CSE 730 Homework 2: Markov Models, Machine Learning

Due Monday, 29 October 2007, 11:59 PM

10 point penalty for every hour late

Small clarification on Problem 1d -- the sequence starts at the beginning of the day.
  1. You are working in the VIS-O-MATIC television factory. You need to produce two types of TVs: in one country (country A), televisions are required to have a chip that blocks out any kind of polka music. Another country (country B) requires that the chip not be present. So each TV comes down a conveyor belt and either has the anti-polka chip installed, or a dummy chip installed.

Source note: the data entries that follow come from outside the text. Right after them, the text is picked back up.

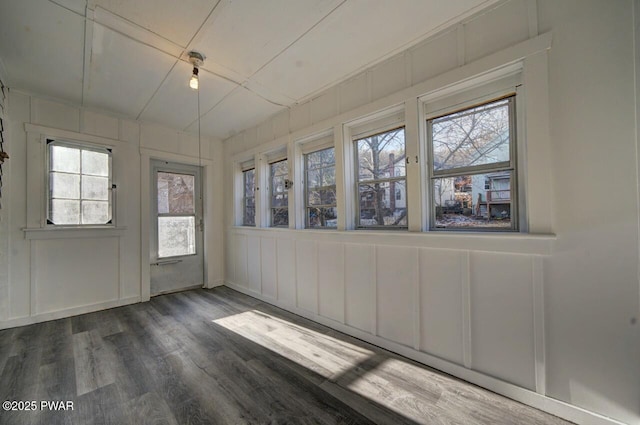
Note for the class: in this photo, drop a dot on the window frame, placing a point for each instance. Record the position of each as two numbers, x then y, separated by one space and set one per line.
511 166
355 138
81 146
307 207
245 197
270 164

    For the first few problems, you can assume that you can tell with 100% accuracy what chip is installed. In the control room, there is a switch that controls what type of chip is installed; at the start of the day there's a 70% chance that it's in anti-polka mode, and 30% chance that it's in dummy mode. When the system is turned on, it starts installing chips into TVs on the conveyor belt. (You can assume that the state of the switch for any time t is the same as the kind of chip installed at time t -- that is, they are the same variable. THIS IS A SIGNIFICANT HINT. IT MAKES THE PROBLEM MUCH SIMPLER.)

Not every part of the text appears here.